NRC volte-face raises spectre of turbulence
The remarks of Union home minister Amit Shah on the subject of the proposed National Register of Citizens (NRC) made in the Rajya Sabha on Wednesday, which seemed to flow directly from the demand made by Assam minister and prominent state leader Himanta Biswa Sarma just before the home minister’s statement, betray a lack of foresight at the top levels of the government and the BJP leadership on the extremely sensitive issue of the meaning of Indian citizenship.
The issues involved in the discussion so far also throw up conceptual wrongheadedness about mixing up citizenship with religion. The clearly visible communal slant in the approach of the powers-that-be can be seen from the fact that Mr Sarma, who is the coordinator for the BJP for all of the northeast, has rejected the draft NRC for Assam got ready by August 31 at the behest of the Supreme Court. The draft document identifies 19 lakh people in Assam as foreigners.

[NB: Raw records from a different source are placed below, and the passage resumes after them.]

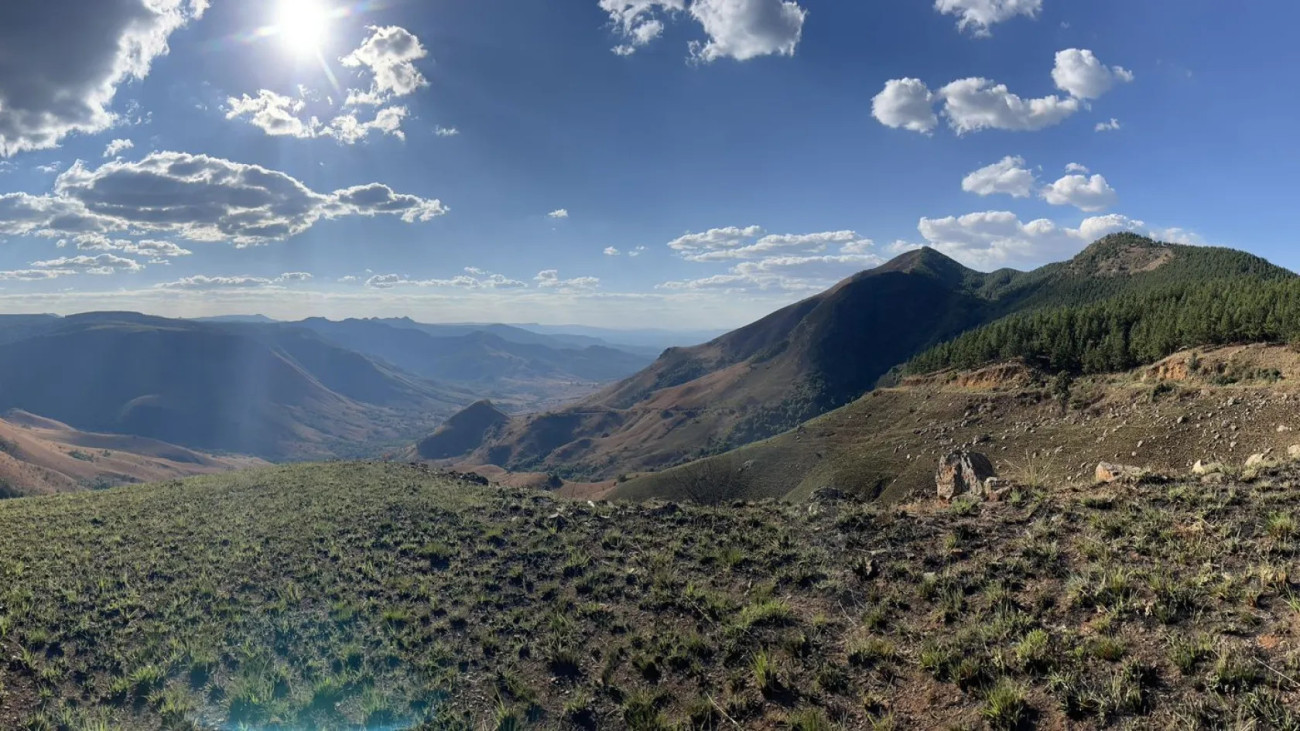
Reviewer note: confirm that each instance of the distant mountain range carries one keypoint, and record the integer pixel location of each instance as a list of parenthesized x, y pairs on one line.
[(828, 350), (282, 390)]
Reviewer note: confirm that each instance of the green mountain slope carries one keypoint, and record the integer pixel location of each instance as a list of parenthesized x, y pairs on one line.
[(826, 351), (378, 596), (274, 393)]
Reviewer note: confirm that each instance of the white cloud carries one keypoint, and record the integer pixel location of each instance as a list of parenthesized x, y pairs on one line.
[(117, 147), (144, 247), (1083, 193), (64, 61), (746, 29), (1079, 73), (905, 103), (273, 113), (243, 281), (979, 16), (1008, 177), (991, 239), (774, 262), (389, 55), (196, 198), (473, 279), (735, 29), (282, 116), (974, 104), (34, 275), (550, 279), (100, 264)]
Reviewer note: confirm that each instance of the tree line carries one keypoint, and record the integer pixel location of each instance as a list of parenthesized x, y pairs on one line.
[(1131, 329)]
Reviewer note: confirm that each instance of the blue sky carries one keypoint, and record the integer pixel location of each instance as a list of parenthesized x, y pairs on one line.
[(641, 163)]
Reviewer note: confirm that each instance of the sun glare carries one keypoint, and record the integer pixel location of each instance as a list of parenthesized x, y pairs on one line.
[(302, 25)]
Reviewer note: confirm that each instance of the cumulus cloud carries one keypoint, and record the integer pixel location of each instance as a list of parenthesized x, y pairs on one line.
[(1079, 73), (389, 53), (991, 239), (774, 262), (242, 281), (1008, 177), (979, 16), (386, 56), (117, 147), (735, 29), (550, 279), (473, 279), (34, 275), (282, 116), (905, 103), (196, 198), (144, 247), (64, 61), (100, 264), (1083, 193), (974, 104)]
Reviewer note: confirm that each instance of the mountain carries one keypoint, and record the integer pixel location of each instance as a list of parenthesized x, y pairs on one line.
[(280, 393), (1220, 405), (460, 433), (40, 455), (827, 350), (493, 359)]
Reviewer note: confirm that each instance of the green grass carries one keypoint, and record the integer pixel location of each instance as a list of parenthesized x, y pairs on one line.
[(371, 596)]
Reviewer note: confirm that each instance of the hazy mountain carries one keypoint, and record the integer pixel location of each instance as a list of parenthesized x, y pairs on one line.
[(492, 357), (272, 392), (827, 350)]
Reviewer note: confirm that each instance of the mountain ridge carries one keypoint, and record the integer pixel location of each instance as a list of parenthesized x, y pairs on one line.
[(824, 351)]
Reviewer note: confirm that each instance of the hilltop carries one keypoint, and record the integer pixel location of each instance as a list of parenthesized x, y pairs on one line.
[(828, 350), (385, 596)]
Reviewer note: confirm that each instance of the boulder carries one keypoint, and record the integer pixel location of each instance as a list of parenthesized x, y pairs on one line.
[(1203, 468), (963, 472), (1108, 472)]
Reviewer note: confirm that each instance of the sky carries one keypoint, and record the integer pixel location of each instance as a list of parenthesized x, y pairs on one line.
[(615, 163)]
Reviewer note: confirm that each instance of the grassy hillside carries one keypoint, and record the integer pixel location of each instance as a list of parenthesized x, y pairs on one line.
[(1220, 405), (826, 351), (40, 455), (255, 389), (384, 597)]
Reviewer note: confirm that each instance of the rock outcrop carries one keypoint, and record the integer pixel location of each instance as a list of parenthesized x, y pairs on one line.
[(963, 472), (1108, 472)]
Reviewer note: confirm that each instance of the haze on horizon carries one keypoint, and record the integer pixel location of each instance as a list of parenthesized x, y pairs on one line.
[(612, 163)]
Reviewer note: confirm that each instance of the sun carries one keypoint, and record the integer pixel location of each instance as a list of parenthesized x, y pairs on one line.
[(302, 25)]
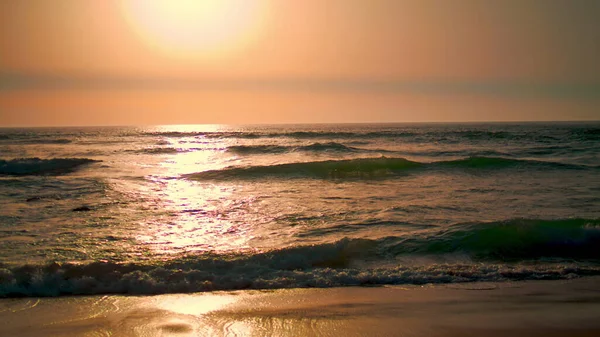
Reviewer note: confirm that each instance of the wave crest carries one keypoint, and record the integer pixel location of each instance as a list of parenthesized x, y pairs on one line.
[(334, 264), (370, 167)]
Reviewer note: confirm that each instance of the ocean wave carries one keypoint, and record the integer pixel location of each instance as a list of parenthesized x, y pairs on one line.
[(418, 135), (334, 264), (369, 168), (515, 239), (314, 147), (37, 166)]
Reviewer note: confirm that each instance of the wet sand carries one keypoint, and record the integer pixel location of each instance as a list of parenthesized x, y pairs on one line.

The Assam BJP leader’s rejection of the NRC draft is on account of the fact that the document questions the citizenship status of a large number of Hindus too, and not just Muslims of Bangladesh background, who were the BJP’s intended target. Evidently, putting the citizenship status of the majority Hindu community under the scanner can place the BJP’s plan to entrench itself in the important border state of Assam and the Northeast at grave risk.
Mr Sarma announced his rejection at a press conference on Wednesday where he also called for compiling an NRC for the whole country, and doing the Assam NRC all over again alongside that for rest of India, without regard for the fact that the present NRC draft was got ready under a Supreme Court deadline at the cost of great human suffering.
Shortly after Mr Sarma’s news conference, the Union home minister echoed the Assam leader’s thoughts during Question Hour in the Rajya Sabha, making it amply clear that Assam is leading the Centre by the nose on this critical matter which can have the effect of creating a social upheaval in the country.
While Mr Shah, as the home minister, has now formally announced a NRC for the whole country on the floor of Parliament — after indicating this for the past couple of months at election rallies and from other public forums — it is curious that in the Lok Sabha in December last year, in reply to a question, the Union home ministry had categorically stated, “The exercise to update NRC 1951 is being conducted under the special provisions in respect of State of Assam under the Citizenship Act, 1955 and the Citizenship Rules, 2003. At present there is no proposal to extend the National Register of Citizens to states other than Assam.”
The sea change in the government’s thinking since December 2018 on the subject of NRC is glaring. It bears a close resemblance to the decision of the Delhi Sultanate ruler Muhammand bin Tughlaq’s decision to move his capital from Delhi to Daulatabad in the Deccan and then back to Delhi right after the massive move had been accomplished. After the BJP’s return to power in 2019 with an improved mandate, this is ideology at work.